使用preg_match_all分隔文本正文中的标签和值列表

时间:2012-09-20 21:17:56

标签: php regex

我正在设置一个PHP脚本,该脚本将从维护服务台发送电子邮件。这些电子邮件是从我们的客户公司使用的网络表单发送的,我无法控制。电子邮件的格式是标准的,但包含一个列表,其中包含从Web表单提供的标签。我想使用正则表达式拆分此列表并将标签和值放入一个数组中,我可以将其输入到我自己的数据库中。
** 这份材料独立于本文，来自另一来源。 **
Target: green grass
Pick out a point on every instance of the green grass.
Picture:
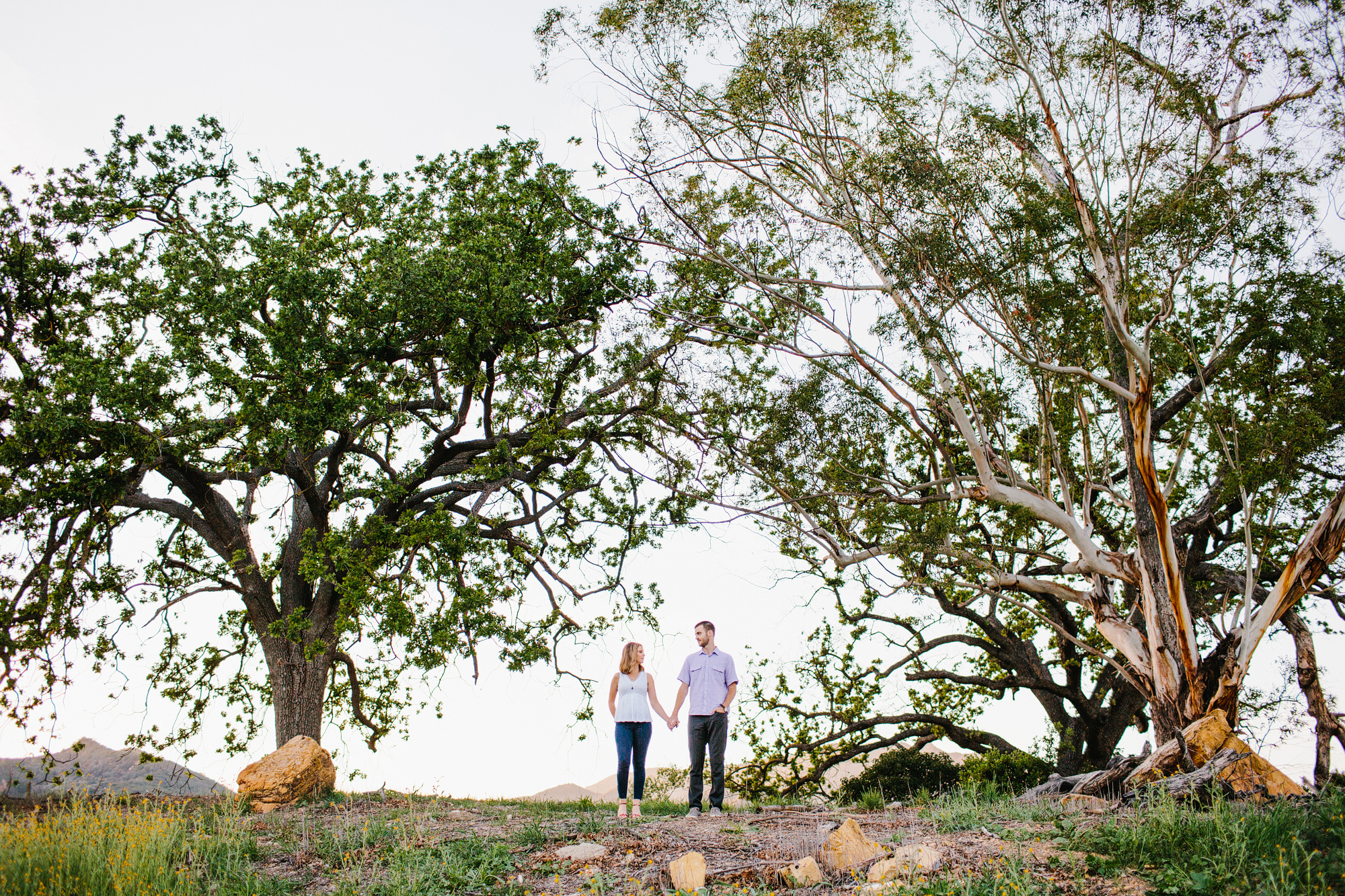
(1229, 848)
(1005, 877)
(473, 865)
(984, 806)
(114, 848)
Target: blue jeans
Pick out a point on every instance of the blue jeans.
(633, 739)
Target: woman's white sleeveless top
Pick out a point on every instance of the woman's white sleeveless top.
(633, 697)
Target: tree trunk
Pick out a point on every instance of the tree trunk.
(298, 689)
(1328, 725)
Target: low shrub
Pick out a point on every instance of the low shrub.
(898, 774)
(1280, 849)
(1016, 771)
(112, 846)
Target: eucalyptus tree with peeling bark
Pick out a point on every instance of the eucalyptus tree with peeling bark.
(1063, 270)
(372, 424)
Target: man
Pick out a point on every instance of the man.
(712, 680)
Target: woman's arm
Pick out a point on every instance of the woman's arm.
(654, 698)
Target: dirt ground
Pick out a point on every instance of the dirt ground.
(742, 849)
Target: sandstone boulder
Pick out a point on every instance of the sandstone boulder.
(906, 860)
(582, 852)
(688, 872)
(1204, 737)
(297, 770)
(848, 846)
(802, 873)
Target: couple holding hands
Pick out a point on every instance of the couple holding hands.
(711, 678)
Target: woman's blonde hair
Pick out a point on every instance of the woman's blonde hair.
(631, 658)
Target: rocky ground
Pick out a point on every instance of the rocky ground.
(392, 842)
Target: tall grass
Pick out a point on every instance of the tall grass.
(96, 848)
(112, 848)
(1230, 848)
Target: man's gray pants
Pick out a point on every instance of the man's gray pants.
(707, 731)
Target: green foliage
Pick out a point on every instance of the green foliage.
(898, 774)
(432, 377)
(1016, 771)
(1042, 291)
(1284, 848)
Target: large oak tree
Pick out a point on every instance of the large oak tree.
(372, 423)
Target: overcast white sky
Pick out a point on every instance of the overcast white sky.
(387, 83)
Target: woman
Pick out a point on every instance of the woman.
(633, 693)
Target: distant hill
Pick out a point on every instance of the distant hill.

我有一个工作解决方案,但我在正则表达式上非常新,我确信有更好/更有效的方法。

我可能收到的电子邮件示例:

Dear *MY COMPANY*,

A new job has been raised, please see details below.
If you are unable to action this job request, please notify the Maintenance Help Desk on xxx-xxxx as soon as possible.

    Job Type: Man In Van
    Job Code: 1462399
    Due Date: 27/09/2012 07:21:10
    Response Time: Man In Van
    Pub Number: 234
    Pub Name: pub name, location
    Pub Address: 123 somewhere, some place XX1 7XX
    Pub Post Code: XX1 7XX
    Pub Telephone Number: xxx xxxx
    Placed By: Ben
    Date/time placed: 20/09/2012 07:21:10
    Trade Type: Man In Van
    Description: List of jobs emailed by Chris, carried out by Martin Baker. No callout on system currently, although jobs already completed, just need signing off.


    For any queries, please either contact the pub directly, telephone the Maintenance Help Desk on xxx-xxxx or reply to this e-mail.

Many Thanks
*CLIENT COMPANY* 

它周围有更多的样板,显然是电子邮件标题等,但你明白了。每封电子邮件只包含一个列表,标签将保持不变,但我希望将来证明它,所以如果他们添加新字段我将不需要更改我的代码。我想最终得到一个数组,如:

$job['Job Type'] = Man in van
$job['Job Code'] = 1462399
...
$job['Description'] = List of all jobs emailed ... just need signing off.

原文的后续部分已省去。